Darlene, que había caído en las profundidades del mar, no murió de depresión ni de emociones extremas.
Y no murió por la negligencia de la familia Swale y de Gustave.
Él la mató con sus propias manos.
Darlene le amaba de todo corazón.
Sólo necesitó medio año para atormentarla hasta hacerla irreconocible y arrinconarla hasta que ya no le quedó ninguna esperanza de vivir.
Sintió un nudo en la garganta, miró al cielo nocturno y dijo con dolor —Darlene, estaba equivocado.
Me equivoqué de verdad.
Él era el que estaba equivocado, y él era el que merecía morir.
No ella.
…
La familia Swale estaba en su villa.
Hacía mucho tiempo que no comían como es debido.
Estuvieron buscando a Darlene desde primera hora de la mañana hasta bien entrada la noche.
Sólo a última hora de la noche, o incluso a primera hora de la mañana, se iban a casa a dormir la siesta.
Antes del amanecer, volvieron a salir.
Dakota era muy consciente de que Darlene había tomado la decisión de caer al mar, y Rylie, que se había marchado aquella noche, no debía cargar con la culpa.
Sin embargo, Dakota despidió a Rylie y a muchos otros sirvientes de la villa.
La villa estaba desierta.
Cuando los tres volvieron por la noche, apenas hablaron.
Braylen dejó a Josefina ese día.
Al día siguiente, le llamaron del hospital y le dijeron que Josefina había abortado.
El procedimiento era un poco peligroso, pero por suerte, lo superó.
Después de recibir la llamada, Braylen no volvió a ver a Josefina.
Llevaba todo el día buscando a Darlene.
La familia Swale sabía muy bien que Darlene nunca volvería, pero ninguno de ellos estaba dispuesto a dejar de hacerlo.

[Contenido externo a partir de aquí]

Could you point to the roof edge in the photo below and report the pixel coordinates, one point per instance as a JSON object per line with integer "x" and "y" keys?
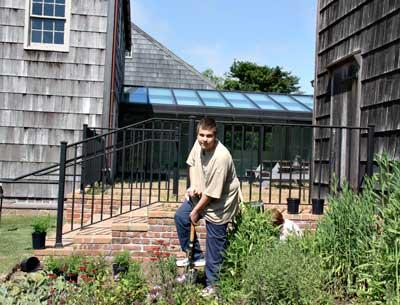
{"x": 173, "y": 55}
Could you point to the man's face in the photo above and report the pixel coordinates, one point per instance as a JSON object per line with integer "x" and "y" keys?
{"x": 206, "y": 138}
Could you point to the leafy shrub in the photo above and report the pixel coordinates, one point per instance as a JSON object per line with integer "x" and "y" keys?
{"x": 251, "y": 231}
{"x": 166, "y": 290}
{"x": 380, "y": 275}
{"x": 55, "y": 264}
{"x": 344, "y": 236}
{"x": 285, "y": 273}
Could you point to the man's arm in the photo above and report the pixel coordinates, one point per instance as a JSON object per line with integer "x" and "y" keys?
{"x": 193, "y": 191}
{"x": 195, "y": 214}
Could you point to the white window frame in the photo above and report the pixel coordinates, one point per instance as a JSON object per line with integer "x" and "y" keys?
{"x": 29, "y": 45}
{"x": 128, "y": 54}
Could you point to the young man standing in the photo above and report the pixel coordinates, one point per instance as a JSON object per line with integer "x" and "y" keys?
{"x": 214, "y": 193}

Una vez que lo hicieron, no tuvieron más remedio que enfrentarse al hecho de que Darlene ya había fallecido.
Por lo tanto, optaron por seguir buscándola desde el amanecer hasta el anochecer.
Ocuparse y cansarse era como un hipnótico para hacerles enfrentarse a la dolorosa verdad lo más tarde posible.

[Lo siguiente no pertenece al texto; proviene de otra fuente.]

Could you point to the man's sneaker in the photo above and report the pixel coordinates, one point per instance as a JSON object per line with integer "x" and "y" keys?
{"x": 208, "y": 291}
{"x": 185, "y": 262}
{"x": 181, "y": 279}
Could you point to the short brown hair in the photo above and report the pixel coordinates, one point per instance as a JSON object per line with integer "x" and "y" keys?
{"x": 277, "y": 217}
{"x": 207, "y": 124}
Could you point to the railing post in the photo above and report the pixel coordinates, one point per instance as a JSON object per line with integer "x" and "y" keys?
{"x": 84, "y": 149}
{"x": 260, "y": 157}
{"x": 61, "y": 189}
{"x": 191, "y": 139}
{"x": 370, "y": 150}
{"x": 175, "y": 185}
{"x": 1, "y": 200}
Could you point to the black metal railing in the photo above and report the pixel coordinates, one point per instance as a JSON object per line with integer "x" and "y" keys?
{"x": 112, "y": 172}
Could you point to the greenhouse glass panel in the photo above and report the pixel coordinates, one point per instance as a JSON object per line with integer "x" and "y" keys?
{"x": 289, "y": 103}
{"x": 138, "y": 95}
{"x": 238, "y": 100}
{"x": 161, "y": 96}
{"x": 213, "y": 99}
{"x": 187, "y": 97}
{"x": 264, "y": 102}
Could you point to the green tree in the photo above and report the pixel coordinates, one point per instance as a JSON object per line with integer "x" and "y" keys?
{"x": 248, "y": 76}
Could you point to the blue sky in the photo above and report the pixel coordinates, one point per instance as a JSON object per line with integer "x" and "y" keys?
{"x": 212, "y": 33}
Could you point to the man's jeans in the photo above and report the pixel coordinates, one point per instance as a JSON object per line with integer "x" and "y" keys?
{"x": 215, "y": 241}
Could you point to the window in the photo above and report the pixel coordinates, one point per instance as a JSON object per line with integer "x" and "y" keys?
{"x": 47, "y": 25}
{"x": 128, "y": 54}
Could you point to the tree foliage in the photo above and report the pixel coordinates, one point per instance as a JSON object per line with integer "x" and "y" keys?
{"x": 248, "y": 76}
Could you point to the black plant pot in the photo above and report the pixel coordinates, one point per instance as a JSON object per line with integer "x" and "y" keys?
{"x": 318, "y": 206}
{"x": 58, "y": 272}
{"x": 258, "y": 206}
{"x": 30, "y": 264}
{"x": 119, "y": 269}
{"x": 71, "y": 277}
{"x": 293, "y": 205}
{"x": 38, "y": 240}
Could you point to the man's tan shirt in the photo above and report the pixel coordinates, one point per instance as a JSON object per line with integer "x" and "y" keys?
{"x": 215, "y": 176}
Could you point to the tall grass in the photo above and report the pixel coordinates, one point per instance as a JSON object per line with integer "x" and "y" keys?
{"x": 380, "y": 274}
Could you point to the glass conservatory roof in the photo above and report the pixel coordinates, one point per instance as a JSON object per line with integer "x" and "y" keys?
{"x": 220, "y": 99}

Día tras día de búsqueda, pasó casi una semana en un abrir y cerrar de ojos.
Una vez más, Braylen no regresó hasta pasadas las dos de la mañana.

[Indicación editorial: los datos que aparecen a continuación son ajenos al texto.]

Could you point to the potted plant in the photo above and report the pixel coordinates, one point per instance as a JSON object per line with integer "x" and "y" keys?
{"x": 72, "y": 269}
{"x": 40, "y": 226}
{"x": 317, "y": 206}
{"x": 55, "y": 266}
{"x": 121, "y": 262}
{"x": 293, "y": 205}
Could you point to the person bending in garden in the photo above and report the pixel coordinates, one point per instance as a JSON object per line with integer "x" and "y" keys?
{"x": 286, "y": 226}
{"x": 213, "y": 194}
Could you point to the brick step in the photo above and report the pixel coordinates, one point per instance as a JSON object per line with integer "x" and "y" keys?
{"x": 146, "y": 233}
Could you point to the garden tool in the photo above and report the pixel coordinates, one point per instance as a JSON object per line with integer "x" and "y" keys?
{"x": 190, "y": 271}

Nada más volver, recibió una llamada de un compañero de clase.
Estaba de mal humor.
Cuando contestó a la llamada, no saludó y dijo directamente —¿Qué pasa?
La voz de Callie llegó desde el otro extremo de la línea y sonrió —Braylen, siento molestarte a estas horas.
La voz de Braylen era impaciente mientras se desplomaba en el sofá agotado.
Dijo —Sigo despierto.
Habla.
Me dijo —Esto es lo que pasa.
Recogí a una mujer en la carretera hace unos días.
»Ha estado inconsciente durante muchos días.
Ya es de noche y por fin se ha despertado.
Pero no me dijo dónde estaba su casa ni quiénes eran sus amigos y su familia.
Insistió en marcharse, alegando que podía cuidar de sí misma.
»Pero, ¿cómo puedo dejar que se vaya así?
Después de todo, yo la salvé.
Si pasa algo, tengo que ser responsable, ¿no?
Braylen estaba cogiendo la taza de té de la mesa.
Al oír sus palabras, se quedó inmóvil.